親権のルールはどう変わったのですか? これまでは離婚したらどちらか一方が親権を持つ単独親権でしたよね。

司法書士K

はい。
これまでの民法では、離婚後は父母の一方のみを親権者と定めなければなりませんでした。
しかし、今回の改正により、離婚後は、共同親権の定めをすることも、単独親権の定めをすることもできるようになりました。

共同親権も選べるようになったんですね。
どうやって決めるんですか?

司法書士K

協議離婚の場合は、父母が、その協議により、親権者を父母双方とするか、その一方とするかを定めます。
父母の協議が調わない場合や裁判離婚の場合は、家庭裁判所が、父母とこどもとの関係などの様々な事情を考慮した上で、こどもの利益の観点から定めます。

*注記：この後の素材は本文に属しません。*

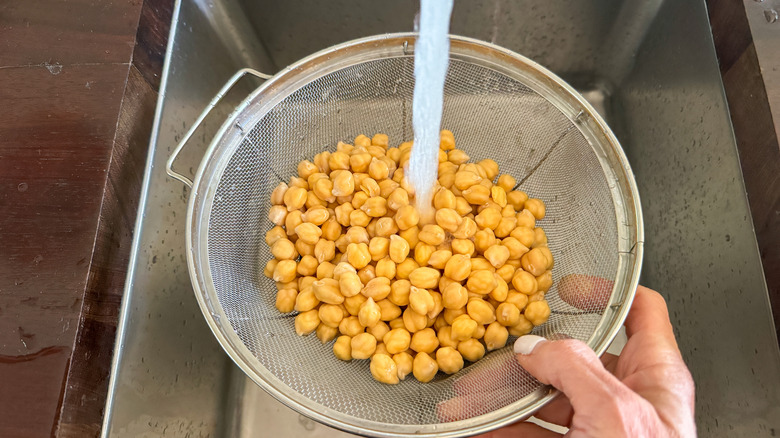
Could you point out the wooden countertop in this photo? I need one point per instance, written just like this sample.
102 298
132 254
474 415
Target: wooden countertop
78 88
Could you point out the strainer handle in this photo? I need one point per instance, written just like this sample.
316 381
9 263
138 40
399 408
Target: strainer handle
220 94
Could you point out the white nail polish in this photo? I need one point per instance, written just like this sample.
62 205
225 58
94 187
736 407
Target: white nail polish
526 344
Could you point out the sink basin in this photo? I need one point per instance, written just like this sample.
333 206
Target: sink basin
650 69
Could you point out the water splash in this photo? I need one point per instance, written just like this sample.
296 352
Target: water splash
431 57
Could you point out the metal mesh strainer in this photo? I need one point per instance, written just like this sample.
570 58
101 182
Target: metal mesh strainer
500 106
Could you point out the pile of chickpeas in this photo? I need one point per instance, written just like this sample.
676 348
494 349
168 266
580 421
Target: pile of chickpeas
354 258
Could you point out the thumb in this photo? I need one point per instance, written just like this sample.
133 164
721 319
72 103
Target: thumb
572 367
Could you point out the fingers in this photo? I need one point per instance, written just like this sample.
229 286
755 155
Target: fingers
521 429
574 368
585 292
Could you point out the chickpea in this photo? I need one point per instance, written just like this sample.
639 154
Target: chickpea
369 313
535 262
330 315
481 282
499 293
384 369
388 310
410 236
526 219
306 322
403 269
463 327
285 300
518 299
397 340
496 336
327 291
353 304
544 282
449 360
422 253
424 341
507 314
350 326
481 311
497 255
472 350
523 327
413 321
432 234
363 346
342 348
424 278
398 249
325 333
450 314
307 266
537 312
285 271
536 207
377 288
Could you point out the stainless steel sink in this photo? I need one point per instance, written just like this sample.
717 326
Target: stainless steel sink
648 66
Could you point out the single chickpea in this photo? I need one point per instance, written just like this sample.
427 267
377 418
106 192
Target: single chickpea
377 288
536 207
481 311
496 336
471 349
526 219
450 360
350 326
537 312
353 304
411 236
306 322
369 313
277 196
285 300
497 255
535 261
413 321
481 282
342 348
327 291
523 327
432 234
424 278
463 327
403 269
423 252
330 315
384 369
424 341
544 282
399 292
507 314
398 249
307 265
379 330
326 334
424 367
285 271
407 217
397 340
388 310
420 300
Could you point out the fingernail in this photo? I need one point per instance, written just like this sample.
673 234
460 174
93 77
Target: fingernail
526 344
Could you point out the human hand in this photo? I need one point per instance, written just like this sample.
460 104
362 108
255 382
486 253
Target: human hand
647 391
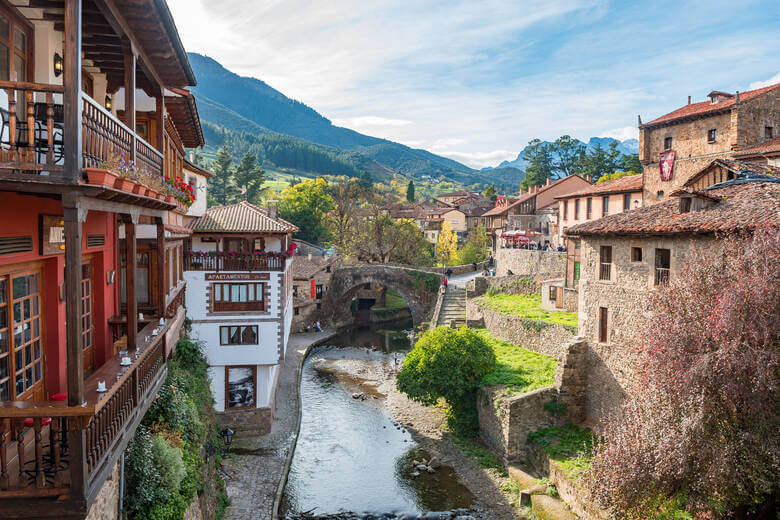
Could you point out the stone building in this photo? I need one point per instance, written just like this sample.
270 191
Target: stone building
675 146
238 269
627 256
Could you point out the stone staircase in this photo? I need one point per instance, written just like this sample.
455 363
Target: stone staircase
453 307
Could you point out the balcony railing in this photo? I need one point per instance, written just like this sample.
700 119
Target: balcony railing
31 132
197 261
39 460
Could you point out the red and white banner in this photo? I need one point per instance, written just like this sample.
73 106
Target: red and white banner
666 164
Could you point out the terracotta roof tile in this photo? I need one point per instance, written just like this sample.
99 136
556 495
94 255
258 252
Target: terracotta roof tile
707 106
744 204
628 183
240 218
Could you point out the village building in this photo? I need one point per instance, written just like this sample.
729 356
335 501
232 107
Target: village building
240 302
626 256
676 145
91 285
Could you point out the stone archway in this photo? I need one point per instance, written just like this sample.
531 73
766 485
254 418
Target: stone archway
419 289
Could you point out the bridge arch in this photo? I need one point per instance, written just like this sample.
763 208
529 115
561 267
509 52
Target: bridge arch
419 289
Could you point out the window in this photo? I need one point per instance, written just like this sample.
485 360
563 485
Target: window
238 335
663 259
240 387
603 318
238 297
605 263
21 342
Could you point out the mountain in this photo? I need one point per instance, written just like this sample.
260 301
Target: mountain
244 105
628 147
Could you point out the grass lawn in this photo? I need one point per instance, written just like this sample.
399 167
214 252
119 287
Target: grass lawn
528 306
520 369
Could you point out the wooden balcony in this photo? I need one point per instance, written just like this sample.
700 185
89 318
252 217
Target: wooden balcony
196 261
32 133
60 463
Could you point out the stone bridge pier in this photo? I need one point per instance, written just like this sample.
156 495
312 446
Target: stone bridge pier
418 288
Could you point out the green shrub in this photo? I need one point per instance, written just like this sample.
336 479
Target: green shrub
168 461
449 364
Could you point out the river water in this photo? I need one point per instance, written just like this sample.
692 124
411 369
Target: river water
351 456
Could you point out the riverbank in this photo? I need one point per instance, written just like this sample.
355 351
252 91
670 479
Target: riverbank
254 465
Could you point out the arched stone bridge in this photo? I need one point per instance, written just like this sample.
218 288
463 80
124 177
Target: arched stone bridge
418 288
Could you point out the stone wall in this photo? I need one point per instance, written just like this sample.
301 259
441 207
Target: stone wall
536 264
545 338
253 421
612 365
106 504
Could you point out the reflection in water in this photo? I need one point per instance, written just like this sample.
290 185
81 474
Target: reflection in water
350 456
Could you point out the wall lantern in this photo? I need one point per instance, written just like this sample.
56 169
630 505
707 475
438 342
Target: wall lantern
59 64
227 436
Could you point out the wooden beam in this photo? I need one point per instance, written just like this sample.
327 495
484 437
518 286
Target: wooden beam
72 135
130 281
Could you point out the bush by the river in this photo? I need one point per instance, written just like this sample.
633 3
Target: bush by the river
164 469
448 364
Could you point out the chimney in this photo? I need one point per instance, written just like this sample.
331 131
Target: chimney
273 209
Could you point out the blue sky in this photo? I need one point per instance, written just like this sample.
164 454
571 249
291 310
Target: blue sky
475 81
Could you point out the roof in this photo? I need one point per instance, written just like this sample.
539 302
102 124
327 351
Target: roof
197 169
737 167
743 204
770 146
627 184
708 107
240 218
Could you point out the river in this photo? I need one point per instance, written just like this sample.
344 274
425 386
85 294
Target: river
351 456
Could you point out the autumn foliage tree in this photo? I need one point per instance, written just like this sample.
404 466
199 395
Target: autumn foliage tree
701 431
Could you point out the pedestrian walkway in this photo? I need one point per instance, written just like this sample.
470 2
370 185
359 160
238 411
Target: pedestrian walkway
255 464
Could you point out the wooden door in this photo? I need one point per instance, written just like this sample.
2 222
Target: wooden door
87 322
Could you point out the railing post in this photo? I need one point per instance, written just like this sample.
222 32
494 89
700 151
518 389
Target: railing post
72 137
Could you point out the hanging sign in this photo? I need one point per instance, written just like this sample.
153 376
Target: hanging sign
666 164
52 235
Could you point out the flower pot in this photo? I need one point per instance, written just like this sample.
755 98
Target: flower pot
101 177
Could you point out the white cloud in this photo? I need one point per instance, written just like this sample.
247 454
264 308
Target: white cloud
771 81
621 134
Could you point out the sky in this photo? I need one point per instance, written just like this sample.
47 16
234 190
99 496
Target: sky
476 80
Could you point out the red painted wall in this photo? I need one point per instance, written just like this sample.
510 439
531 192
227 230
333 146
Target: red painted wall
19 215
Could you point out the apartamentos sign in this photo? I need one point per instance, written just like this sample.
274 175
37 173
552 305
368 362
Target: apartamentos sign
236 277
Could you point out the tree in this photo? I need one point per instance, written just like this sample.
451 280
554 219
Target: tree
701 430
491 193
305 205
249 177
568 154
222 186
447 245
540 164
448 363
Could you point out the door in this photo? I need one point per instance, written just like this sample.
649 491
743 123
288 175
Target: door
87 324
21 341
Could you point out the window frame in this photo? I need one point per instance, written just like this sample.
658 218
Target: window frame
240 333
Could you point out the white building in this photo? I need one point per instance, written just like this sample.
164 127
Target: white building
240 302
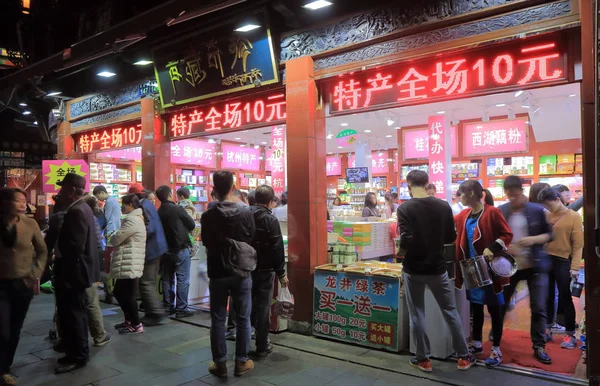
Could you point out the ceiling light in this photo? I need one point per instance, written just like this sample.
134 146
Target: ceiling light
511 113
106 74
318 4
143 62
247 27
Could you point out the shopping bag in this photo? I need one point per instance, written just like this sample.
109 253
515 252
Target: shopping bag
284 304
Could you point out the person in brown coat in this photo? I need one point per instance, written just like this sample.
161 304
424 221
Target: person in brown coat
23 258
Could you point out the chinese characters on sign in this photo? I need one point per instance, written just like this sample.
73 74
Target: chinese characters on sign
415 143
193 152
496 137
54 171
437 155
515 64
357 309
199 67
333 166
227 115
124 135
278 160
243 158
379 163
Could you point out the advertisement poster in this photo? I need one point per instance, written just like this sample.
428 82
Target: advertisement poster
357 309
54 171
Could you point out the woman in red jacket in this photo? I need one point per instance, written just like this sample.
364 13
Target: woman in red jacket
482 230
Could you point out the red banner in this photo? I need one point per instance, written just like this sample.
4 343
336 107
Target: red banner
278 181
115 137
437 154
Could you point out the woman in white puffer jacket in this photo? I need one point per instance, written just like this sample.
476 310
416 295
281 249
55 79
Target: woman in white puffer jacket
127 262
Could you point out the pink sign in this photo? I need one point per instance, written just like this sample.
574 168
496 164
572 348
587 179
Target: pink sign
193 152
437 154
416 143
54 171
131 154
278 159
379 163
243 158
334 166
496 137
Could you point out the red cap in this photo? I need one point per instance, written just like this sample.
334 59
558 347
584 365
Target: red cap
136 189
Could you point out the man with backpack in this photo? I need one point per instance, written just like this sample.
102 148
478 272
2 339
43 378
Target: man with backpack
227 233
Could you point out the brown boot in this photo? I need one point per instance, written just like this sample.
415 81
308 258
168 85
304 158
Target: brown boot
218 369
242 368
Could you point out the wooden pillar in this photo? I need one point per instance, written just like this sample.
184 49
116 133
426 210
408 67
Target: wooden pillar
156 148
589 90
307 183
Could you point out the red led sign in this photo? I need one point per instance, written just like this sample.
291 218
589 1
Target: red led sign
516 64
116 137
228 115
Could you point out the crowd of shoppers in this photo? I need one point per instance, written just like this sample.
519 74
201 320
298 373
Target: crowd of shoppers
541 232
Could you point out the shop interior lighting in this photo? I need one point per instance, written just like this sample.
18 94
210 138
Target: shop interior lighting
511 113
247 27
142 62
106 74
318 4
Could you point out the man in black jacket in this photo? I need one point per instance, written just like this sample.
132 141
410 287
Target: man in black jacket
225 224
268 243
177 225
76 269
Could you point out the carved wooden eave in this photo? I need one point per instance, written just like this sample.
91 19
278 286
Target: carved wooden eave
445 25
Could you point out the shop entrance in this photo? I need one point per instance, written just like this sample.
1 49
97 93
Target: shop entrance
533 134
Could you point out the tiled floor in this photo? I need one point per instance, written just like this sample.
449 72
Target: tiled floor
178 354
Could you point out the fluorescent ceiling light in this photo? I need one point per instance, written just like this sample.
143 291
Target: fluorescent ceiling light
318 4
143 62
106 74
247 27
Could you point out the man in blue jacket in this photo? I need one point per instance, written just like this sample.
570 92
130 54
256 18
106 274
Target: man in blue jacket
530 232
156 246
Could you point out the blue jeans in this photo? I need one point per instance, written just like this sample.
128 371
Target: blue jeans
177 266
240 290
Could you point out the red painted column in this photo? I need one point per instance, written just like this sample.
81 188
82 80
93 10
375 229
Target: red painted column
307 183
156 148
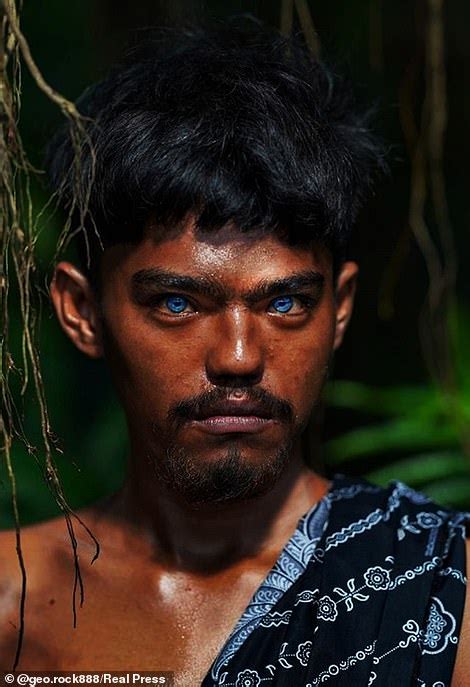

もし、相手からDVや虐待を受けている場合はどうなるんですか?
話し合いなんてできないし、共同親権にされたら困ります。

司法書士K

安心してください。次のような場合には、家庭裁判所は必ず単独親権の定めをすることとされています。

  1. 虐待のおそれがあると認められるとき
  2. DVのおそれその他の事情により父母が共同して親権を行うことが困難であると認められるとき

なるほど。
それなら安心です。
ちなみに、すでに離婚して単独親権になっている場合はどうなりますか?
法律が施行されたので自動的に共同親権に変わったんですか?

司法書士K

自動的に共同親権に変更されることはありません。
ただし、改正法の施行後に、家庭裁判所が、こども自身やその親族の申立てに基づいて、こどもの利益のための必要性を踏まえて、親権者を単独親権から共同親権に変更する場合があります。

親権の行使方法と監護について

共同親権になった場合、親権はどうやって行使するんですか?
いちいち2人の意見を一致させないといけないとなると、何も決められない膠着状態、いわゆるデッドロックになりませんか?

司法書士K

いい質問ですね。
父母双方が親権者である場合、親権は、父母が共同して行います。
しかし、一定の場合は、親権の単独行使ができます。

どんな場合ですか?

司法書士K

一つ目は「監護教育に関する日常の行為をするとき」です。
食事や服装の決定、通常のワクチンの接種、習い事など、こどもに重大な影響を与えないものは単独でできます。
逆に、こどもの転居や、進路に影響する進学先の決定、重大な影響を与える医療行為の決定などは共同で行う必要があります。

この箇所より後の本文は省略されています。